WIN_20210523_17_50_28_Pro.jpg
 

Ian0

Joined Aug 7, 2020
9,668
Why does the manufacturer of the product not use a product that can only consume 20W, but use a device that can consume 83W?
So that it runs cooler and lasts longer.
can you help me with Thermal Resistance-Junction to Case or Thermal Resistance-Junction to Case?
Add up all the thermal resistances between junction and ambient and multiply by the power dissipation. That gives you the difference in temperature between junction and ambient.
Using a sensible estimate of ambient temperature allows you to estimate the junction temperature.

The power dissipation is the sum of the conduction losses (which you have correctly calculated above) and the switching losses, which approximate to 0.5 * V * I * switching_time * frequency.

You also should use the value of Rds(on) for the temperature of the MOSFET. It might be twice as much at 70°C
 

MrAl

Joined Jun 17, 2014
11,389
Hello.

I am studying a commercial product of LED DIMMER controlled based on PWM.

The product can dim the LED with the following specifications.

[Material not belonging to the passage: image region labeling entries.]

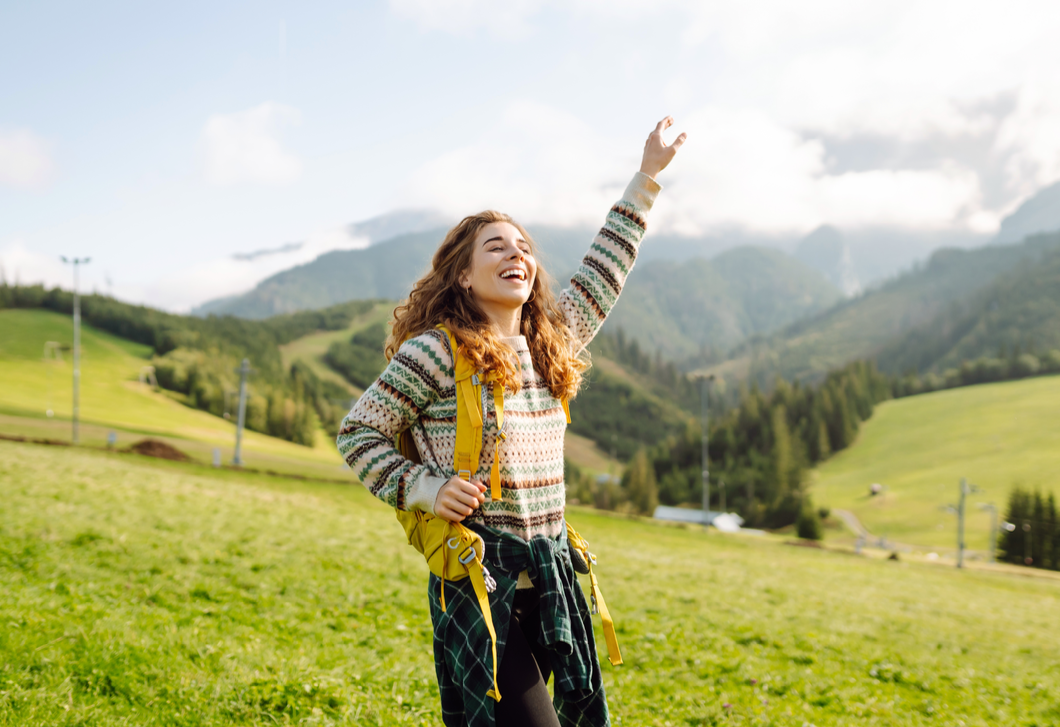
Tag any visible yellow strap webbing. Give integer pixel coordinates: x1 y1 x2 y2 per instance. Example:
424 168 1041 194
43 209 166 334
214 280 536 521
589 562 622 667
490 382 508 502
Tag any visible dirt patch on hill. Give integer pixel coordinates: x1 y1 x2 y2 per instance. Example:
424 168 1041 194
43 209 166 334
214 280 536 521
125 439 192 462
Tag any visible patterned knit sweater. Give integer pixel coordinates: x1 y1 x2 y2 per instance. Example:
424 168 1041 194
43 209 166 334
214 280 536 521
337 173 660 540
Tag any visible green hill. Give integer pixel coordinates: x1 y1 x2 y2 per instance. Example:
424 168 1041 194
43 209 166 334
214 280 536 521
6 442 1060 727
0 311 341 478
606 247 841 359
192 227 840 359
713 233 1060 383
811 376 1060 550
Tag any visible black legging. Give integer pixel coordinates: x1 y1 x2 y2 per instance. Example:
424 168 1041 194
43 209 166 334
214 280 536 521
494 588 560 727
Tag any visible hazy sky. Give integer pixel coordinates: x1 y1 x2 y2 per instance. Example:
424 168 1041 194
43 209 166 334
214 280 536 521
0 0 1060 309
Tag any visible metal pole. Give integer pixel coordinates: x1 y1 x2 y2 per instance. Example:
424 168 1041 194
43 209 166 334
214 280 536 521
60 255 92 444
989 502 997 563
700 374 714 526
957 477 968 568
232 358 250 467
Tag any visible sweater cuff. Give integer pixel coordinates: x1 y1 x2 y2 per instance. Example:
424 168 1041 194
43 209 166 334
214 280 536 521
405 467 449 515
622 172 663 212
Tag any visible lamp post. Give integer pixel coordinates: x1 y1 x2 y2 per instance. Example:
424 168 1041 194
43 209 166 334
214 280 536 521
232 358 252 467
696 374 714 526
59 255 92 444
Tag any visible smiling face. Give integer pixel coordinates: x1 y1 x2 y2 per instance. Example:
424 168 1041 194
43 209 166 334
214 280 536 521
460 223 537 318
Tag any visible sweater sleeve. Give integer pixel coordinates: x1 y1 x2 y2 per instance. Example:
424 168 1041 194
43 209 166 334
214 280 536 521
560 172 663 347
336 332 453 514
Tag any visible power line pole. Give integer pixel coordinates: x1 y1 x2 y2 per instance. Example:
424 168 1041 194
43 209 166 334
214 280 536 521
232 358 251 467
59 255 92 444
699 374 714 526
957 477 979 568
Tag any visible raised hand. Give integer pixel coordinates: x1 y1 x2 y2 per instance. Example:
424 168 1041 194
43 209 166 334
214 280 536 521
435 477 485 522
640 117 688 179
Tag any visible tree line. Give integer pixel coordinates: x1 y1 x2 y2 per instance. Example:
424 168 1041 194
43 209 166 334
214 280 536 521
568 361 891 528
891 345 1060 398
0 283 375 446
999 485 1060 570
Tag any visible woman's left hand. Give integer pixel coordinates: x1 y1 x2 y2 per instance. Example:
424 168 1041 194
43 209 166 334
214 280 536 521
640 117 688 179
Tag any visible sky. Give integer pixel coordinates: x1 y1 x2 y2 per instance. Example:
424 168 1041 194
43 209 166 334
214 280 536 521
0 0 1060 311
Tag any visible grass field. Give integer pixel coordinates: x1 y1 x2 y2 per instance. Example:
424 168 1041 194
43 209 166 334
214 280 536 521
0 442 1060 727
280 301 394 396
0 311 341 477
812 376 1060 550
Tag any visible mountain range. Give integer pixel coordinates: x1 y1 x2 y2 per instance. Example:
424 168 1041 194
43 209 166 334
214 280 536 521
195 175 1060 377
712 233 1060 385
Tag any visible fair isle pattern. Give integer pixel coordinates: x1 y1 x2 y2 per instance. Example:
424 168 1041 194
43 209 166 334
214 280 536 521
338 174 659 540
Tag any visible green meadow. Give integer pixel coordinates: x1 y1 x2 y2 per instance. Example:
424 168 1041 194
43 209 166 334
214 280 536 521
0 442 1060 727
812 376 1060 551
0 309 342 478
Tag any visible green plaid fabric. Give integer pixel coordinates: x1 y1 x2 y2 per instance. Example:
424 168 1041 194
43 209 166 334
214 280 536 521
428 526 611 727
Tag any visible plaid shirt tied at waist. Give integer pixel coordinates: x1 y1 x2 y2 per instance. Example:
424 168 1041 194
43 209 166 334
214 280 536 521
428 526 611 727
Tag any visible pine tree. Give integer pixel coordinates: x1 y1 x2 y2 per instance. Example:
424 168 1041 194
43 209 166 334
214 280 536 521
622 449 659 515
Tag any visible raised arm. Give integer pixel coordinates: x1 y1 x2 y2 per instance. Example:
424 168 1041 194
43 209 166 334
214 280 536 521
560 117 686 347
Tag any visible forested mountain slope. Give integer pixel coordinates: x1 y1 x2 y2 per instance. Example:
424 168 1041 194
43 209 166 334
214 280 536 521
714 233 1060 383
877 240 1060 373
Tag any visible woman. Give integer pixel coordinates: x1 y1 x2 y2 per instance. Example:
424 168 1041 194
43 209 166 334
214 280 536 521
338 117 685 727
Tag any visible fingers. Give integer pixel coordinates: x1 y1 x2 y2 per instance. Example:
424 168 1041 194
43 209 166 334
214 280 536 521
435 477 485 522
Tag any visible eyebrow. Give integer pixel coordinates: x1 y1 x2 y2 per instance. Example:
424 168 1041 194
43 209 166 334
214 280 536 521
482 241 530 247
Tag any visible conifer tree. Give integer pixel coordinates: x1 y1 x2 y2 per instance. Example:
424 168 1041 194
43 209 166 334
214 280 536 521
622 449 659 515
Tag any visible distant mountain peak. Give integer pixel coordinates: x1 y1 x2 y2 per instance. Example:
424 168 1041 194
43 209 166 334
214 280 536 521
993 181 1060 245
347 210 454 245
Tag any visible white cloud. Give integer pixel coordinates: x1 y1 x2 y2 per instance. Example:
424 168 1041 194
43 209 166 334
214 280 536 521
200 102 302 185
0 129 54 189
390 0 544 36
0 240 67 288
147 227 369 313
393 102 627 224
399 102 982 233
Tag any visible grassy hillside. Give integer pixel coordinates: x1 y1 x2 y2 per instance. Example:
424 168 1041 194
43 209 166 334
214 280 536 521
811 376 1060 550
0 309 341 477
280 301 394 396
0 442 1060 727
716 233 1060 383
606 247 840 359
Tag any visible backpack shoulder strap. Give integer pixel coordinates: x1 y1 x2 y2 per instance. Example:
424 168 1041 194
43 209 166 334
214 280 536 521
438 323 487 487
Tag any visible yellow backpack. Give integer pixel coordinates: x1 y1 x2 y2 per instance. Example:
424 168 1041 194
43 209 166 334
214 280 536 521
394 325 622 702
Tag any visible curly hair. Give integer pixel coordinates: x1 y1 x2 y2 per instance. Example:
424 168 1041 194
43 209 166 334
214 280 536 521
385 210 588 400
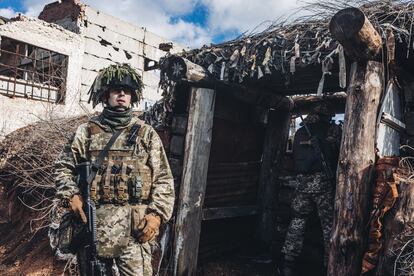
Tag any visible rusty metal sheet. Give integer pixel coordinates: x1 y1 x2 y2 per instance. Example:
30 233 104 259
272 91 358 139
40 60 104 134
377 81 405 157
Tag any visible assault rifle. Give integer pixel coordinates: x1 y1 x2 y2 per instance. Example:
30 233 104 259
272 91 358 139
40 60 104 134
300 115 334 181
76 162 105 276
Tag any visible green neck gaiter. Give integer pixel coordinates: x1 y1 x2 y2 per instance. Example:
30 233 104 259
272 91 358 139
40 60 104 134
99 106 132 129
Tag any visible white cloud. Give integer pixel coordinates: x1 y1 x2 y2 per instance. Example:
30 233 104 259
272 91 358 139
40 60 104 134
201 0 310 37
0 7 17 18
23 0 56 17
16 0 314 47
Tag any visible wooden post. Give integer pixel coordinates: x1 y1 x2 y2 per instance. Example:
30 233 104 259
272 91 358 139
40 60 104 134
174 88 215 276
257 106 293 245
329 8 382 60
328 61 384 276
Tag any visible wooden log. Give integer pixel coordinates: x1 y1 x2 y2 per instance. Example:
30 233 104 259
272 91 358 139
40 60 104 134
374 178 414 276
257 109 291 247
328 61 384 276
161 56 292 108
173 88 215 276
329 8 382 60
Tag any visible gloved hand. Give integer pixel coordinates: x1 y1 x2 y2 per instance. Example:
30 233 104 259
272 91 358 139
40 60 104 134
69 195 88 224
138 213 161 243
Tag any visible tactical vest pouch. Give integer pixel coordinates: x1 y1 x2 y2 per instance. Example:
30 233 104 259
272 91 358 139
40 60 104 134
57 212 85 254
131 204 148 239
96 204 131 258
138 163 152 200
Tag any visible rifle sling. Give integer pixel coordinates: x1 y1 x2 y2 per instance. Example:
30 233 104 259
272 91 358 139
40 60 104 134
87 129 123 186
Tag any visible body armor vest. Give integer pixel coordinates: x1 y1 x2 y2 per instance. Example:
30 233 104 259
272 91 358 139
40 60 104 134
87 122 152 205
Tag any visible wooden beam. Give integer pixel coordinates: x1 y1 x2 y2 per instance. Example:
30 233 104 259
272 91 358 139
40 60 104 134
292 92 346 114
257 109 291 247
329 8 382 60
173 88 215 276
203 205 257 220
161 56 292 108
161 56 210 82
372 178 414 276
328 61 384 276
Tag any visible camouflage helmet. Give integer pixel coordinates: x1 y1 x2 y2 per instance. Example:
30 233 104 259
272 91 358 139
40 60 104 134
88 63 144 108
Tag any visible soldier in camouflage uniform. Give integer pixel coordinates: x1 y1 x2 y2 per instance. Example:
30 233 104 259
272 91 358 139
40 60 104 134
56 64 174 276
282 104 342 276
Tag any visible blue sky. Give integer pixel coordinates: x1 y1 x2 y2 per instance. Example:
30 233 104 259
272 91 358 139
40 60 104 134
0 0 304 48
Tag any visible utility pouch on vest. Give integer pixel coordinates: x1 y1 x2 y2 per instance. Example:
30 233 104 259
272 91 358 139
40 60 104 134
57 213 85 254
128 175 142 203
96 204 131 258
131 204 148 239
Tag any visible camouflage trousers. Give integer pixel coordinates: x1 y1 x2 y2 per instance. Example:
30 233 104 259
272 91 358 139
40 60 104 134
282 190 334 262
92 238 152 276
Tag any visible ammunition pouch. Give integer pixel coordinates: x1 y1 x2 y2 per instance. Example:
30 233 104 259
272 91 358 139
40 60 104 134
57 212 85 254
131 204 148 240
96 204 131 258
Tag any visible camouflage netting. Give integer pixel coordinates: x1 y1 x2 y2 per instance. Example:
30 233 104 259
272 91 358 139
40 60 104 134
166 0 414 85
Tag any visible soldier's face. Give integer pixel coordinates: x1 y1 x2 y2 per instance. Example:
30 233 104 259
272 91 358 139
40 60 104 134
108 88 131 108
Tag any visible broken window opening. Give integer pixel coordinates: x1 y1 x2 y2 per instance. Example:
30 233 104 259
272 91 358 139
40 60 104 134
0 36 68 104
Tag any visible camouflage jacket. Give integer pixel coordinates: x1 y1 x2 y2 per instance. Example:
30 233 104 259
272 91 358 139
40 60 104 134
55 117 175 222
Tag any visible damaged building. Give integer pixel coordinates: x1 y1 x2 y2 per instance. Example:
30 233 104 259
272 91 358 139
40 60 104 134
0 0 182 139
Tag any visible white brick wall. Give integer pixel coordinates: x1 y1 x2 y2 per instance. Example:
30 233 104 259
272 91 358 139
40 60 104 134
0 6 183 139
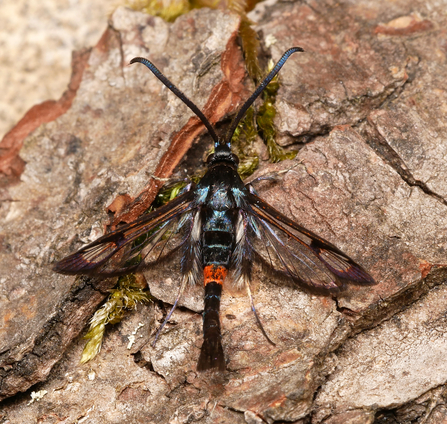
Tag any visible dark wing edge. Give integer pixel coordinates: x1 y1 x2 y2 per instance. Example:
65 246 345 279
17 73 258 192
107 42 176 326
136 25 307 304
244 192 376 293
53 190 194 277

Maximum Spec : 12VDC, 50A, 600W

And as the core device, SM6020NS Mosfet is used. (http://www.sinopowersemi.com/temp/SM6020NSFP_datasheet.pdf)


I have a question here.

Q1. The device can dissipate up to 83W of power at a case temperature of 25 degrees,
But, The device's Rds(on) is 4.5m Ohm.
And, Mosfet power consumption formula I think is as below.


I = 50A
R = 0.0045 Ohm

W = V * I

V = I * R

V = 0.225V

W = 11.25W


Why does the manufacturer of the product not use a product that can only consume 20W, but use a device that can consume 83W?

Q2. How can you help me with Thermal Resistance-Junction to Case or Thermal Resistance-Junction to Case?

Q3. The picture below is a commercial product that I am currently studying.
I would like to make a product like this myself.
Can you give me a link to find a starting point for me to study?

View attachment 239364
If you see an over qualified MOSFET in a product count your blessings because this is not always typical. For a long time i have wanted to see better MOSFETs in simple type switching regulator IC's with built in power MOSFETs. As of late we have been seeing this finally after many years of seeing poor built-in power devices that limited efficiencies to some 80 percent when 90 percent is possible and would make a very attractive product. It could be that global energy concerns changed the trend over the years.

The MOSFET used in this device seems to be fairly decent though also keep in mind that 5mOhms is quite small and is going to be comparable to wire resistances and possibly even some connection resistances so there will be other losses too.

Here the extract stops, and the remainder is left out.